Hayek's "The Road to Serfdom" selling like hot cakes!

From the Washington Post:

"Hayek who died in 1992, is also reemerging as a bestselling author. A new edition of Hayek's seminal book, "The Road to Serfdom," was published in March 2007...For over a year-and-a-half, the book sold respectably, at a clip of about 600 copies a month."

"But then, in November 2008, sales more than quadrupled, and they haven't
slowed down since."

What accounts for the surge you ask?

"First off, the November 2008 sales spike date certainly suggests that Obama's election and the passing of control of both houses of Congress to the Democrats may have been an initial factor. The Republicans had been walloped, and some sought principled arguments that could be used to combat the policies of the party in

"Even though Hayek himself disdained having his ideas attached to either party, he nonetheless provided arguments about the dangers of the unbridled growth of government"
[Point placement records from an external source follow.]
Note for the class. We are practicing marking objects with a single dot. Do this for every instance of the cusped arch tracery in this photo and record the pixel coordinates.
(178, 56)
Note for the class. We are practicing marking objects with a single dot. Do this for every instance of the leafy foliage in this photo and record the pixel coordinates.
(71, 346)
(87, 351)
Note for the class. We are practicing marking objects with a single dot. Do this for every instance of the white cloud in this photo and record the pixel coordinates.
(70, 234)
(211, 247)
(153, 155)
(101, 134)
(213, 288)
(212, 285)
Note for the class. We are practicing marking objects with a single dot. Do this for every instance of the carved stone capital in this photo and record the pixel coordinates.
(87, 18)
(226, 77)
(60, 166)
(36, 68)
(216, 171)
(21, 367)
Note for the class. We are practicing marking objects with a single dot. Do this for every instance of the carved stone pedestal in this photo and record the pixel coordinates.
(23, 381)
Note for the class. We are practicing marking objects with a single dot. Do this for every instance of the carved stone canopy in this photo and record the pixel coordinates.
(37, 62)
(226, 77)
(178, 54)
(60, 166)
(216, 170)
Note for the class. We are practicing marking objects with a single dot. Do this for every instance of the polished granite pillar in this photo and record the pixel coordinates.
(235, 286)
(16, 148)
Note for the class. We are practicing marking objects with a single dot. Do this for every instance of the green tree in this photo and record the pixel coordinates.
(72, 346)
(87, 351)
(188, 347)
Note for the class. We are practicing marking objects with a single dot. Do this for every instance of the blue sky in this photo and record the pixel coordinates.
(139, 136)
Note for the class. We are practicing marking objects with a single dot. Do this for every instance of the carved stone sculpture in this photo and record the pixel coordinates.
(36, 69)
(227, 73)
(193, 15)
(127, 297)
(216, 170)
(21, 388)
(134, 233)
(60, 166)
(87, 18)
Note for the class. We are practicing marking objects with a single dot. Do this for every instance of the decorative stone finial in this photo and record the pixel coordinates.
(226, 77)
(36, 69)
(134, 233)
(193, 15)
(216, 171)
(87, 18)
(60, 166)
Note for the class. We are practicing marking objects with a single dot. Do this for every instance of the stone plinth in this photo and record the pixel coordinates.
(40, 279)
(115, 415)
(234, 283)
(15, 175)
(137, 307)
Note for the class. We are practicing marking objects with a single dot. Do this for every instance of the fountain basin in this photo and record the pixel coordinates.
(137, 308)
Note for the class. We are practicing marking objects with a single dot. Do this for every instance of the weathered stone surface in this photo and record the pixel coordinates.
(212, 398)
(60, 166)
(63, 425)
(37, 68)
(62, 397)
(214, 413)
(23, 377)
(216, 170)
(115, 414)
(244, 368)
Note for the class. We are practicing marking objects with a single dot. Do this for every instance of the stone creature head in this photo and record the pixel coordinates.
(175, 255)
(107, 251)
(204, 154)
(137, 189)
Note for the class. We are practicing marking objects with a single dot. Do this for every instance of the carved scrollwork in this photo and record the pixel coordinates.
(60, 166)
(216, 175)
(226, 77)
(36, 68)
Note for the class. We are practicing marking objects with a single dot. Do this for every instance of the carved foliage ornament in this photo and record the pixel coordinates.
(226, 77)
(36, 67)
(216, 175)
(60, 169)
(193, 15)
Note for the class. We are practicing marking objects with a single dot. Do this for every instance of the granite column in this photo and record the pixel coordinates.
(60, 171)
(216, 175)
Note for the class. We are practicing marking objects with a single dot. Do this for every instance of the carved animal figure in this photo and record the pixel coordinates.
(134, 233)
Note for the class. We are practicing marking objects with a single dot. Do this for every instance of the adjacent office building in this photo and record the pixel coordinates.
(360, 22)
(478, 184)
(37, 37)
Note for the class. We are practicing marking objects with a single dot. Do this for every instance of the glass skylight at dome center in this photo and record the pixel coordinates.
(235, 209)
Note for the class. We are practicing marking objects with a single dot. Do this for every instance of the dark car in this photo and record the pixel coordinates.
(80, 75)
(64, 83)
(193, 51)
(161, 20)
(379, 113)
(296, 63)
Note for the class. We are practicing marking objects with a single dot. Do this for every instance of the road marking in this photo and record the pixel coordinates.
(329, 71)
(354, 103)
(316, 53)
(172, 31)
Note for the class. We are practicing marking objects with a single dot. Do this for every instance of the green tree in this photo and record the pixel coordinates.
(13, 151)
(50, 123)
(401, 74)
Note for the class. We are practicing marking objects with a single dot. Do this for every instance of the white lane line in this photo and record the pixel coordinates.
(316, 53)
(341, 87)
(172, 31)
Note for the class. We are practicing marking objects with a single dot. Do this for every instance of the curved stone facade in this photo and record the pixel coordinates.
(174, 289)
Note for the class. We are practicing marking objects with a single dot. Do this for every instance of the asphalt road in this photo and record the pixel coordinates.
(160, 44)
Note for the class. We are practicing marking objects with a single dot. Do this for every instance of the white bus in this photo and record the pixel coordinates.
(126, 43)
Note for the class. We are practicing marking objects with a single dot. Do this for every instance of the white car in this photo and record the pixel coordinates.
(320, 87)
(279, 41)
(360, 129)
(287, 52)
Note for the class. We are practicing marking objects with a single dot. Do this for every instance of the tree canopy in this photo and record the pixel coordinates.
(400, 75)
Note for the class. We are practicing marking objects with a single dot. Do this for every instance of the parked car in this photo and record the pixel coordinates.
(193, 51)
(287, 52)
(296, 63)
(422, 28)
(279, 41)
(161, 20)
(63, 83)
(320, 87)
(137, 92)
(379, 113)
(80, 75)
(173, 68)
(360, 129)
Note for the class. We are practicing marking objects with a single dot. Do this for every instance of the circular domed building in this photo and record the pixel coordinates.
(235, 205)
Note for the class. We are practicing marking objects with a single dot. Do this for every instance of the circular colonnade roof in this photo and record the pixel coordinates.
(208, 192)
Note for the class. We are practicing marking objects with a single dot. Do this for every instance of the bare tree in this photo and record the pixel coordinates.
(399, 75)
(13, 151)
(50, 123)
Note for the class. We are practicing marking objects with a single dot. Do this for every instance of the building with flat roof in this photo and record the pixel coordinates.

"Another early impetus may have been the characterization of the health care debate as being about socialized medicine. Hayek, whose book is perhaps the most famous
attack on socialist central planning, would naturally be invoked by the health plan's opponents."

"But perhaps the biggest stimulus to sales was, well, the stimulus package. The macroeconomic analyses of John Maynard Keynes had gone quickly out of vogue
in the 1970s, when a decade of stagflation delivered a death blow to the notion
of Keynesian fine-tuning of the economy. But in early, 2009, people were talking
about Keynes again, and indeed the fiscal stimulus package, to the extent that
it had a theoretical underpinning, would fine one in Keynesian economics."

"in the end, however, I think that the underlying reason for the sustained
interest in Hayek's book is that it taps into a profound dissatisfaction in the public mind with the machinations of its government. Both Presidents Bush and Obama have presided over huge growth in the size of the federal government and in the size of the federal deficit, with little obvious effect on unemployment."

"Furthermore, a recurrent theme in the news is that, in contrast to the millions who are suffering, the politically connected are doing just fine. The examples are everywhere, from bailed out financiers getting huge bonuses to public union employees getting hefty pensions, from auto companies that are nationalized instead of going belly up to politically savvy firms that get government subsidies to
produce products that would otherwise be unprofitable."

"For people upset by such trends, "The Road to Serfdom" opens a window onto
another time, when debates about how best to restructure an economy emerging
from wartime were taking place. Such debates, as the strong sales of the book
clearly show, still have resonance today."

Hayek is the man and the "Road to Serfdom" is a must read for anyone interested in political economy, economics and freedom.